All of the station’s programming is controlled by individual DJs and is not beholden to any type of station-wide playlist or rotation schedule. Experimentation, spontaneity and humor are among the station’s most frequently noted distinguishing traits. WFMU does not belong to any existing public radio network, and close to 100% of its programming originates at the station.

I had WFMU on in the background as I read the latest news when I realized that the station was playing some guy singing in French, and that the music didn’t sound like any recognizable genre of pop, American or French. I started paying more attention, and meanwhile I got the guy’s name from WFMU’s list of what was playing, looked him up, found an extremely abbreviated description in French at wikipedia and a somewhat more extended discussion at an Air France site. An excerpt: “French musician-singer Arnaud Fleurent-Didier was born on June 26, 1974. . . . His impeccable 3-piece suit and air of a fashion model straying into the world of French chanson might be seen as pretentious. His UV-induced tan and his little songs could be taken for megalomania. But nothing could be further from the truth. Arnaud Fleurent-Didier has class – natural and sincere. And his album proves it. The songs follow each other like the pages of a secret notebook finally revealed. With finely honed irony, he confides his worries, doubts, questions, dreams, highs and lows. How he appears in the eyes of others, his need for public recognition; his failures; his desires; to change professions. be interviewed in Les Inrocks, make the cover of Magic. Ambition: In a sometimes hesitant, fragile voice he conveys all that.” And then there’s his website, which has a video in which he talks about his latest album, La Réproduction.

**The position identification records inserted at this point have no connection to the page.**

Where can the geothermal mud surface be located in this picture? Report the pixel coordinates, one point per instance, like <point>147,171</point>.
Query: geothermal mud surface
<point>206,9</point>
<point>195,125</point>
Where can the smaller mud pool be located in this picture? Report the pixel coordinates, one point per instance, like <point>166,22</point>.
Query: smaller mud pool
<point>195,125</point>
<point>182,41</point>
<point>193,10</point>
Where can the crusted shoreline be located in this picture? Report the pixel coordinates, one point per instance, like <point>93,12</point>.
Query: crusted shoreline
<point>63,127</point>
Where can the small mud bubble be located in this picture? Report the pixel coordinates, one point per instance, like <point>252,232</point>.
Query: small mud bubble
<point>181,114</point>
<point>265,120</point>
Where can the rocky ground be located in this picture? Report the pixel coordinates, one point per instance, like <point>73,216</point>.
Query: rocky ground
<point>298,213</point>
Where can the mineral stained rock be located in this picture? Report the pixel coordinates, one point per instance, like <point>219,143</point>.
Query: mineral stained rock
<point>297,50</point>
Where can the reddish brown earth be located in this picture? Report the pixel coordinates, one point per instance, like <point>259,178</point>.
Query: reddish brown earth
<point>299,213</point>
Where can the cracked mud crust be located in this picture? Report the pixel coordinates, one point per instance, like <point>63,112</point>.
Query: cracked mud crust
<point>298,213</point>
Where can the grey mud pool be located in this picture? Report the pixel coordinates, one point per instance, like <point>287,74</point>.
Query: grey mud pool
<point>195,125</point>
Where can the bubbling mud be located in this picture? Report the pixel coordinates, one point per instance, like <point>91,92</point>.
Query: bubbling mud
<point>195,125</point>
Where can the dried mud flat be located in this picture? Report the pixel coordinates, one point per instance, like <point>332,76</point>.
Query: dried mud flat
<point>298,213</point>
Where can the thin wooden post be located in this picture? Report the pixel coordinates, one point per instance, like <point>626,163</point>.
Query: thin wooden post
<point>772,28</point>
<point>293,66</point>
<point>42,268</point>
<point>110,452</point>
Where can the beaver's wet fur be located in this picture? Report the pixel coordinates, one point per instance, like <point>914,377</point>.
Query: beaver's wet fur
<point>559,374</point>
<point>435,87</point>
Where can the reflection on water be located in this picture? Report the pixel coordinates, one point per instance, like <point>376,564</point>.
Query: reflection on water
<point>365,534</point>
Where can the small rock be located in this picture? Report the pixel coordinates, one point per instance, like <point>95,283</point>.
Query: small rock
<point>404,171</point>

It soon emerged that he was actually on WFMU live as part of a several-day visit to New York. After he played a couple of songs, the DJ interviewed him. Maybe he is pretentious. I don’t know. But he’s interesting, and I am curious to hear more of his music. He’s appearing tonight at the Museum of Modern Art as part of their Music for MoMA Nights series. As explained at the website, “Music for MoMA Nights in August features a range of innovative and popular French songwriters, in celebration of the exhibition Matisse: Radical Invention, 1913–1917. Each artist in Hear France has struck a conscious balance between tradition and invention. Most draw on various aspects of the chanson heritage and place a strong emphasis on literate lyrics. All have devised personal ways to construct modern works with no hints of quaintness. Hear France offers a rare opportunity for New York audiences to sample today’s French music scene in a lively setting.” As for Fleurent-Didier, the site explains that he

is a multi-instrumentalist with a taste for 1970s synthesized sounds and an aesthetic that owes much to both Michel Legrand and the band Air (with which he has performed). He has released his music for ten years under a variety of monikers. The song “France-Culture,” from his latest album, has become a bit of a polarizing manifesto. An almost overly literate soliloquy, it indicts his parents’ generation for its failure to pass on cultural knowledge and real values. While the music is solidly anchored in its time, the lyrics are a bridge to pre-1968 preoccupations and are reminiscent of the literary dialogues of early Eric Rohmer movies. The mixture of real emotion and preciousness of expression is quintessentially French and disarmingly personal.

However good his music is, he is at least interesting as a window into contemporary French pop culture. Maybe I’ll buy his recent album. I can order it from Amazon, but there are no reviews at the Amazon site. Ah, I just realized, if I want reviews, I should go to the French Amazon site. Here. Mixed. Next step — I’ll ask my niece and nephew what they think, assuming they even know of him.